Witcher 2 Digital Download Sales and the Case Against DRM
Before you scoff at that number, consider that these are digital download numbers only. Throw in the fact that The Witcher 2 is a PC exclusive and, well, 250,000 sales isn't too shabby. More than that, Good Old Games (GOG), the digital distribution system owned by The Witcher 2's publisher CD Projekt, believes these figures are further proof that DRM-free content still sells.
"Your customers hate DRM," Good Old Games MD Guillaume Rambourg said at the London Games Conference, according to GamesIndustry.biz. "DRM is making companies feel safe while they handle some business, they are trying to protect their product and protect their sales, but the reality is very different."

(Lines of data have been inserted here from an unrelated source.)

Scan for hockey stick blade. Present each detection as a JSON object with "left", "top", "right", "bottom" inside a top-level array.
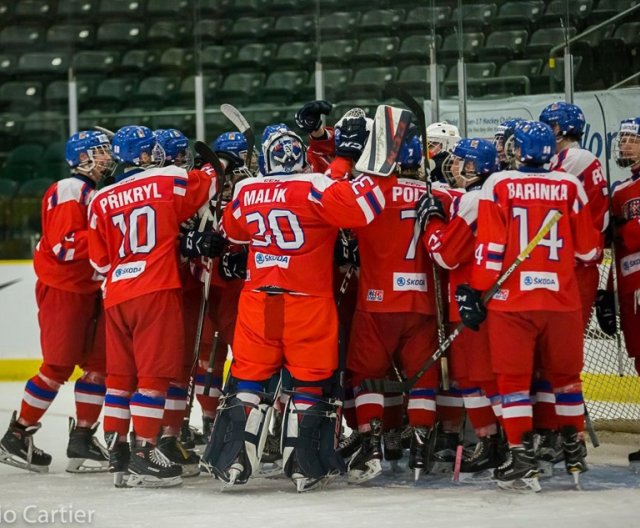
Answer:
[
  {"left": 194, "top": 140, "right": 225, "bottom": 178},
  {"left": 355, "top": 105, "right": 412, "bottom": 177},
  {"left": 92, "top": 125, "right": 116, "bottom": 139},
  {"left": 220, "top": 104, "right": 256, "bottom": 171},
  {"left": 363, "top": 210, "right": 564, "bottom": 394}
]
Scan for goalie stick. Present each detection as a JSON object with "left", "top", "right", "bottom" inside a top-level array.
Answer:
[
  {"left": 381, "top": 84, "right": 450, "bottom": 389},
  {"left": 362, "top": 210, "right": 564, "bottom": 394},
  {"left": 220, "top": 103, "right": 256, "bottom": 172}
]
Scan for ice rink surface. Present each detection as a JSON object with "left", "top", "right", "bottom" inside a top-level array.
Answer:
[{"left": 1, "top": 382, "right": 639, "bottom": 528}]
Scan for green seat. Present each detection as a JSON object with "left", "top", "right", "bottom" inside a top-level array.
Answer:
[
  {"left": 57, "top": 0, "right": 99, "bottom": 19},
  {"left": 113, "top": 108, "right": 153, "bottom": 130},
  {"left": 494, "top": 1, "right": 544, "bottom": 30},
  {"left": 78, "top": 109, "right": 116, "bottom": 132},
  {"left": 46, "top": 80, "right": 96, "bottom": 110},
  {"left": 217, "top": 73, "right": 266, "bottom": 105},
  {"left": 199, "top": 0, "right": 224, "bottom": 17},
  {"left": 0, "top": 0, "right": 13, "bottom": 21},
  {"left": 14, "top": 0, "right": 54, "bottom": 22},
  {"left": 97, "top": 22, "right": 146, "bottom": 48},
  {"left": 270, "top": 0, "right": 303, "bottom": 11},
  {"left": 319, "top": 39, "right": 358, "bottom": 66},
  {"left": 319, "top": 12, "right": 361, "bottom": 38},
  {"left": 205, "top": 111, "right": 229, "bottom": 140},
  {"left": 131, "top": 76, "right": 180, "bottom": 108},
  {"left": 227, "top": 17, "right": 274, "bottom": 43},
  {"left": 273, "top": 42, "right": 316, "bottom": 69},
  {"left": 72, "top": 50, "right": 120, "bottom": 76},
  {"left": 117, "top": 49, "right": 160, "bottom": 76},
  {"left": 446, "top": 4, "right": 498, "bottom": 32},
  {"left": 0, "top": 26, "right": 44, "bottom": 49},
  {"left": 43, "top": 141, "right": 67, "bottom": 164},
  {"left": 396, "top": 35, "right": 441, "bottom": 63},
  {"left": 260, "top": 70, "right": 308, "bottom": 104},
  {"left": 477, "top": 30, "right": 529, "bottom": 64},
  {"left": 394, "top": 64, "right": 445, "bottom": 98},
  {"left": 18, "top": 178, "right": 53, "bottom": 198},
  {"left": 444, "top": 62, "right": 497, "bottom": 97},
  {"left": 402, "top": 6, "right": 451, "bottom": 33},
  {"left": 345, "top": 66, "right": 398, "bottom": 100},
  {"left": 588, "top": 0, "right": 639, "bottom": 26},
  {"left": 354, "top": 37, "right": 401, "bottom": 64},
  {"left": 201, "top": 45, "right": 238, "bottom": 71},
  {"left": 46, "top": 24, "right": 96, "bottom": 49},
  {"left": 243, "top": 107, "right": 286, "bottom": 132},
  {"left": 229, "top": 43, "right": 276, "bottom": 70},
  {"left": 147, "top": 0, "right": 190, "bottom": 19},
  {"left": 0, "top": 178, "right": 18, "bottom": 197},
  {"left": 194, "top": 20, "right": 226, "bottom": 44},
  {"left": 37, "top": 163, "right": 69, "bottom": 181},
  {"left": 16, "top": 52, "right": 70, "bottom": 80},
  {"left": 98, "top": 0, "right": 145, "bottom": 19},
  {"left": 151, "top": 108, "right": 195, "bottom": 138},
  {"left": 90, "top": 78, "right": 137, "bottom": 111},
  {"left": 222, "top": 0, "right": 267, "bottom": 16},
  {"left": 0, "top": 54, "right": 17, "bottom": 81},
  {"left": 0, "top": 113, "right": 22, "bottom": 151},
  {"left": 177, "top": 74, "right": 223, "bottom": 106},
  {"left": 526, "top": 27, "right": 577, "bottom": 59},
  {"left": 147, "top": 21, "right": 190, "bottom": 47},
  {"left": 269, "top": 15, "right": 314, "bottom": 41},
  {"left": 359, "top": 9, "right": 405, "bottom": 36},
  {"left": 441, "top": 33, "right": 485, "bottom": 62},
  {"left": 539, "top": 0, "right": 593, "bottom": 29},
  {"left": 158, "top": 48, "right": 195, "bottom": 75},
  {"left": 299, "top": 68, "right": 352, "bottom": 101},
  {"left": 499, "top": 59, "right": 543, "bottom": 77},
  {"left": 4, "top": 144, "right": 46, "bottom": 176},
  {"left": 0, "top": 82, "right": 43, "bottom": 113}
]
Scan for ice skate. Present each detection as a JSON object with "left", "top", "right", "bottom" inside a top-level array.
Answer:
[
  {"left": 628, "top": 449, "right": 640, "bottom": 473},
  {"left": 347, "top": 419, "right": 383, "bottom": 484},
  {"left": 127, "top": 439, "right": 183, "bottom": 488},
  {"left": 157, "top": 435, "right": 201, "bottom": 477},
  {"left": 460, "top": 434, "right": 502, "bottom": 477},
  {"left": 494, "top": 433, "right": 540, "bottom": 493},
  {"left": 560, "top": 426, "right": 588, "bottom": 489},
  {"left": 431, "top": 430, "right": 458, "bottom": 474},
  {"left": 338, "top": 429, "right": 362, "bottom": 462},
  {"left": 65, "top": 418, "right": 109, "bottom": 473},
  {"left": 0, "top": 411, "right": 51, "bottom": 473},
  {"left": 383, "top": 428, "right": 403, "bottom": 471},
  {"left": 408, "top": 426, "right": 436, "bottom": 482},
  {"left": 105, "top": 432, "right": 130, "bottom": 488},
  {"left": 179, "top": 422, "right": 206, "bottom": 450},
  {"left": 535, "top": 428, "right": 564, "bottom": 478}
]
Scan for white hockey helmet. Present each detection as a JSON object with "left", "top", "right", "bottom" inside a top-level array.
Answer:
[{"left": 426, "top": 121, "right": 461, "bottom": 155}]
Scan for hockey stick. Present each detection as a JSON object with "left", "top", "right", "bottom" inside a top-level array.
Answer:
[
  {"left": 92, "top": 125, "right": 115, "bottom": 138},
  {"left": 363, "top": 210, "right": 564, "bottom": 394},
  {"left": 381, "top": 84, "right": 450, "bottom": 389},
  {"left": 220, "top": 104, "right": 256, "bottom": 172}
]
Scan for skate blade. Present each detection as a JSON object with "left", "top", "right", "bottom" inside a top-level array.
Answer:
[
  {"left": 458, "top": 469, "right": 495, "bottom": 483},
  {"left": 347, "top": 459, "right": 382, "bottom": 485},
  {"left": 254, "top": 460, "right": 283, "bottom": 479},
  {"left": 112, "top": 471, "right": 128, "bottom": 488},
  {"left": 629, "top": 461, "right": 640, "bottom": 474},
  {"left": 537, "top": 460, "right": 556, "bottom": 479},
  {"left": 0, "top": 451, "right": 49, "bottom": 473},
  {"left": 571, "top": 470, "right": 582, "bottom": 490},
  {"left": 125, "top": 473, "right": 183, "bottom": 488},
  {"left": 66, "top": 458, "right": 109, "bottom": 474},
  {"left": 294, "top": 470, "right": 340, "bottom": 492},
  {"left": 178, "top": 463, "right": 201, "bottom": 478},
  {"left": 219, "top": 465, "right": 247, "bottom": 489},
  {"left": 430, "top": 460, "right": 453, "bottom": 474},
  {"left": 413, "top": 467, "right": 423, "bottom": 482},
  {"left": 496, "top": 477, "right": 541, "bottom": 493}
]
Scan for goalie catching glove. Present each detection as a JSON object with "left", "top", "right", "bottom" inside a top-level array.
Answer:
[
  {"left": 335, "top": 116, "right": 368, "bottom": 161},
  {"left": 180, "top": 230, "right": 226, "bottom": 259},
  {"left": 455, "top": 284, "right": 487, "bottom": 331}
]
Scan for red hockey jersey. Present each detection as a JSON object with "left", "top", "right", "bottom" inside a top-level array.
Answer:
[
  {"left": 220, "top": 172, "right": 395, "bottom": 298},
  {"left": 88, "top": 164, "right": 216, "bottom": 308},
  {"left": 611, "top": 172, "right": 640, "bottom": 294},
  {"left": 34, "top": 175, "right": 103, "bottom": 293},
  {"left": 470, "top": 168, "right": 600, "bottom": 312},
  {"left": 549, "top": 144, "right": 609, "bottom": 241},
  {"left": 355, "top": 178, "right": 452, "bottom": 314}
]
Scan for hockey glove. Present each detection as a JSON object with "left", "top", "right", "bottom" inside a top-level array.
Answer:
[
  {"left": 219, "top": 249, "right": 248, "bottom": 281},
  {"left": 334, "top": 234, "right": 359, "bottom": 267},
  {"left": 180, "top": 230, "right": 226, "bottom": 259},
  {"left": 595, "top": 289, "right": 616, "bottom": 337},
  {"left": 335, "top": 116, "right": 369, "bottom": 161},
  {"left": 416, "top": 193, "right": 445, "bottom": 232},
  {"left": 455, "top": 284, "right": 487, "bottom": 331},
  {"left": 295, "top": 100, "right": 333, "bottom": 134},
  {"left": 215, "top": 150, "right": 245, "bottom": 176}
]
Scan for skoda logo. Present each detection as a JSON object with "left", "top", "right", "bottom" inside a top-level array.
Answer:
[
  {"left": 397, "top": 277, "right": 406, "bottom": 287},
  {"left": 115, "top": 269, "right": 122, "bottom": 277},
  {"left": 256, "top": 253, "right": 264, "bottom": 264},
  {"left": 524, "top": 276, "right": 533, "bottom": 286}
]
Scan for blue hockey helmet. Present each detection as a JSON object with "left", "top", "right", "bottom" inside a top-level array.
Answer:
[
  {"left": 397, "top": 134, "right": 423, "bottom": 172},
  {"left": 513, "top": 120, "right": 556, "bottom": 165},
  {"left": 444, "top": 138, "right": 498, "bottom": 187},
  {"left": 260, "top": 123, "right": 307, "bottom": 176},
  {"left": 65, "top": 130, "right": 115, "bottom": 179},
  {"left": 613, "top": 117, "right": 640, "bottom": 168},
  {"left": 212, "top": 131, "right": 248, "bottom": 158},
  {"left": 112, "top": 125, "right": 164, "bottom": 168},
  {"left": 539, "top": 102, "right": 586, "bottom": 139},
  {"left": 155, "top": 128, "right": 193, "bottom": 170}
]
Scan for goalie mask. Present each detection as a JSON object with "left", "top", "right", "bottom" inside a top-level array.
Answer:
[
  {"left": 613, "top": 117, "right": 640, "bottom": 169},
  {"left": 426, "top": 121, "right": 461, "bottom": 157},
  {"left": 443, "top": 138, "right": 498, "bottom": 189},
  {"left": 65, "top": 130, "right": 116, "bottom": 182},
  {"left": 155, "top": 128, "right": 194, "bottom": 171},
  {"left": 260, "top": 124, "right": 307, "bottom": 176}
]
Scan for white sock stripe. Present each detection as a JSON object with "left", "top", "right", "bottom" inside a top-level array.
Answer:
[
  {"left": 534, "top": 392, "right": 555, "bottom": 404},
  {"left": 130, "top": 405, "right": 164, "bottom": 419},
  {"left": 502, "top": 405, "right": 533, "bottom": 419},
  {"left": 164, "top": 399, "right": 187, "bottom": 411},
  {"left": 492, "top": 404, "right": 503, "bottom": 417},
  {"left": 462, "top": 395, "right": 492, "bottom": 409},
  {"left": 436, "top": 395, "right": 464, "bottom": 407},
  {"left": 195, "top": 386, "right": 222, "bottom": 397},
  {"left": 555, "top": 404, "right": 584, "bottom": 417},
  {"left": 355, "top": 393, "right": 385, "bottom": 408},
  {"left": 22, "top": 392, "right": 52, "bottom": 410},
  {"left": 104, "top": 406, "right": 131, "bottom": 420},
  {"left": 408, "top": 399, "right": 437, "bottom": 412},
  {"left": 74, "top": 393, "right": 105, "bottom": 405},
  {"left": 237, "top": 392, "right": 261, "bottom": 406}
]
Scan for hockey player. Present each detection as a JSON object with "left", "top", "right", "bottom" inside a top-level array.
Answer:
[
  {"left": 422, "top": 138, "right": 505, "bottom": 474},
  {"left": 0, "top": 131, "right": 114, "bottom": 474},
  {"left": 597, "top": 118, "right": 640, "bottom": 468},
  {"left": 459, "top": 121, "right": 600, "bottom": 491},
  {"left": 426, "top": 121, "right": 461, "bottom": 183},
  {"left": 493, "top": 118, "right": 524, "bottom": 170},
  {"left": 347, "top": 134, "right": 451, "bottom": 483},
  {"left": 88, "top": 125, "right": 220, "bottom": 488},
  {"left": 203, "top": 122, "right": 397, "bottom": 492}
]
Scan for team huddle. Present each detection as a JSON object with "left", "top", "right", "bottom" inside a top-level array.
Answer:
[{"left": 0, "top": 98, "right": 639, "bottom": 495}]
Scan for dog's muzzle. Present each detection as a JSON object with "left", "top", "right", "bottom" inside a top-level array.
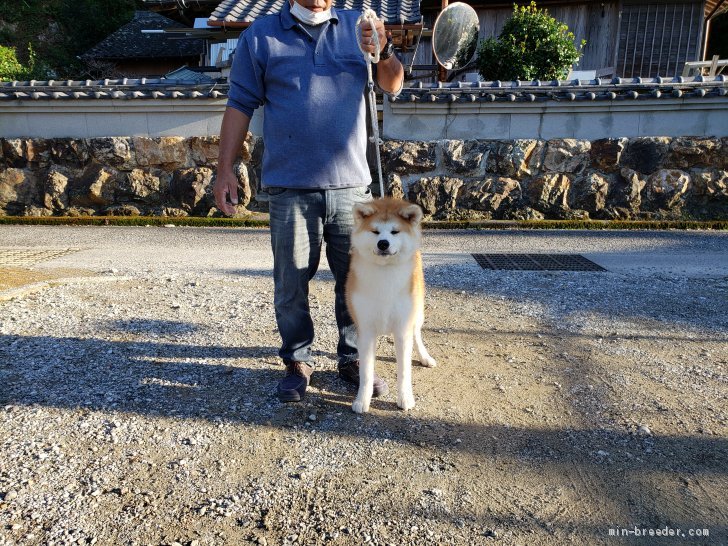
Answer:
[{"left": 376, "top": 239, "right": 393, "bottom": 255}]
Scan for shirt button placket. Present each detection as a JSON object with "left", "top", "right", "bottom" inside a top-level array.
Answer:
[{"left": 314, "top": 37, "right": 324, "bottom": 65}]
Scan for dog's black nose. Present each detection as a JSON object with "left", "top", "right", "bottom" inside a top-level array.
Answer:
[{"left": 377, "top": 240, "right": 389, "bottom": 251}]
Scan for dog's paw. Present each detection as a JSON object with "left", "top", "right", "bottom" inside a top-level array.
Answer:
[
  {"left": 352, "top": 398, "right": 370, "bottom": 414},
  {"left": 397, "top": 392, "right": 416, "bottom": 411},
  {"left": 420, "top": 356, "right": 437, "bottom": 368}
]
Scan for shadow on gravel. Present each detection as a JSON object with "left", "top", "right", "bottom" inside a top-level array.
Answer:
[
  {"left": 103, "top": 319, "right": 203, "bottom": 335},
  {"left": 421, "top": 260, "right": 728, "bottom": 335},
  {"left": 1, "top": 331, "right": 727, "bottom": 541},
  {"left": 1, "top": 334, "right": 725, "bottom": 474}
]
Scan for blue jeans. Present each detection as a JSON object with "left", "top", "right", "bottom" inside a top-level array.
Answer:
[{"left": 267, "top": 186, "right": 373, "bottom": 366}]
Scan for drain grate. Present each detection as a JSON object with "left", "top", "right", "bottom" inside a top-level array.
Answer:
[
  {"left": 0, "top": 248, "right": 81, "bottom": 267},
  {"left": 472, "top": 253, "right": 606, "bottom": 272}
]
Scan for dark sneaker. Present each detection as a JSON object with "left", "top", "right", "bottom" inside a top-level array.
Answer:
[
  {"left": 338, "top": 360, "right": 389, "bottom": 397},
  {"left": 277, "top": 360, "right": 313, "bottom": 402}
]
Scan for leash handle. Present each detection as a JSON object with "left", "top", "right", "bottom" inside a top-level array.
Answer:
[
  {"left": 357, "top": 8, "right": 385, "bottom": 197},
  {"left": 356, "top": 9, "right": 381, "bottom": 64}
]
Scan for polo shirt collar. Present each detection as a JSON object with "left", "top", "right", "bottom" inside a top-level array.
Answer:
[{"left": 281, "top": 1, "right": 339, "bottom": 30}]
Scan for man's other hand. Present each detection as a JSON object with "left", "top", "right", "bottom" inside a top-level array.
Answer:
[{"left": 213, "top": 169, "right": 239, "bottom": 216}]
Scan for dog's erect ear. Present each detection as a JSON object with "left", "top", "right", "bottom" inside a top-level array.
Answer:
[
  {"left": 352, "top": 202, "right": 376, "bottom": 225},
  {"left": 399, "top": 203, "right": 423, "bottom": 225}
]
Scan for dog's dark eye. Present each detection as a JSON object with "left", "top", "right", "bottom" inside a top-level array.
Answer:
[
  {"left": 372, "top": 230, "right": 380, "bottom": 235},
  {"left": 391, "top": 230, "right": 400, "bottom": 235}
]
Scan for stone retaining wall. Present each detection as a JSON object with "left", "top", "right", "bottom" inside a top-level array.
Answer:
[
  {"left": 382, "top": 137, "right": 728, "bottom": 220},
  {"left": 1, "top": 136, "right": 727, "bottom": 220},
  {"left": 0, "top": 136, "right": 261, "bottom": 218}
]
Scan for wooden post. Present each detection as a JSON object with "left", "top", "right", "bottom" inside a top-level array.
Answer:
[{"left": 438, "top": 0, "right": 449, "bottom": 81}]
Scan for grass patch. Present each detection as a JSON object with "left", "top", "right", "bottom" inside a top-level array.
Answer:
[
  {"left": 1, "top": 216, "right": 727, "bottom": 230},
  {"left": 0, "top": 215, "right": 270, "bottom": 228},
  {"left": 424, "top": 219, "right": 728, "bottom": 230}
]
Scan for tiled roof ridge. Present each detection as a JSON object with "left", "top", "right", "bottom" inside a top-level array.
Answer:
[
  {"left": 392, "top": 75, "right": 728, "bottom": 103},
  {"left": 0, "top": 79, "right": 229, "bottom": 100},
  {"left": 1, "top": 76, "right": 726, "bottom": 101}
]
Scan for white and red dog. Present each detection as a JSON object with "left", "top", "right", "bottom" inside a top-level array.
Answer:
[{"left": 346, "top": 197, "right": 436, "bottom": 413}]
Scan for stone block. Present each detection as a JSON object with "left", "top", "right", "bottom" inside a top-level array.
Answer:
[
  {"left": 408, "top": 176, "right": 463, "bottom": 217},
  {"left": 189, "top": 136, "right": 220, "bottom": 166},
  {"left": 50, "top": 139, "right": 90, "bottom": 167},
  {"left": 608, "top": 167, "right": 646, "bottom": 211},
  {"left": 590, "top": 138, "right": 627, "bottom": 172},
  {"left": 570, "top": 172, "right": 611, "bottom": 213},
  {"left": 385, "top": 173, "right": 405, "bottom": 200},
  {"left": 542, "top": 139, "right": 591, "bottom": 174},
  {"left": 69, "top": 164, "right": 119, "bottom": 209},
  {"left": 645, "top": 169, "right": 691, "bottom": 209},
  {"left": 621, "top": 137, "right": 670, "bottom": 174},
  {"left": 118, "top": 169, "right": 170, "bottom": 205},
  {"left": 525, "top": 173, "right": 571, "bottom": 213},
  {"left": 105, "top": 204, "right": 142, "bottom": 216},
  {"left": 381, "top": 141, "right": 437, "bottom": 174},
  {"left": 692, "top": 169, "right": 728, "bottom": 199},
  {"left": 87, "top": 137, "right": 136, "bottom": 170},
  {"left": 456, "top": 176, "right": 521, "bottom": 216},
  {"left": 441, "top": 140, "right": 487, "bottom": 175},
  {"left": 171, "top": 167, "right": 215, "bottom": 214},
  {"left": 666, "top": 137, "right": 721, "bottom": 169},
  {"left": 0, "top": 168, "right": 41, "bottom": 213},
  {"left": 133, "top": 137, "right": 192, "bottom": 169},
  {"left": 44, "top": 169, "right": 71, "bottom": 212},
  {"left": 485, "top": 140, "right": 539, "bottom": 178}
]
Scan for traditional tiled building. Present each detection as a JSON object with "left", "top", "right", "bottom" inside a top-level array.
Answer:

He took it a step further and said that putting DRM in games works against the consumer, "harming those you should cherish. It's only hurting your loyal consumers which is counter-productive."
What's even more interesting is the way Rambourg views piracy. According to Rambourg, piracy is the "one industry that got everything right...You should treat piiracy as competition, not as an enemy. If you treat piracy as the enemy, as the majority of publishers do, Rambourg argues you'll be "blinded and you [wont] pay attention to what they are doing right."
Rambourg is a bit of a dissenting voice among game publishers, and even if he's right, it's hard to imagine game publishers ditching DRM. Recent figures from research firm Envisional suggests illegally downloaded games shot up 20 percent in the past five years, and that the top five games from 2010 were pirated nearly a million times, BBC reports. That would seem to contradict Rambourg's viewpoint on DRM, but does it really?
"I buy games because I've pirated them; if I don't get to try them I never would have bothered picking them up," BBC quotes one gamer as saying. "Games that I enjoy I purchase; ones I that I don't enjoy I delete."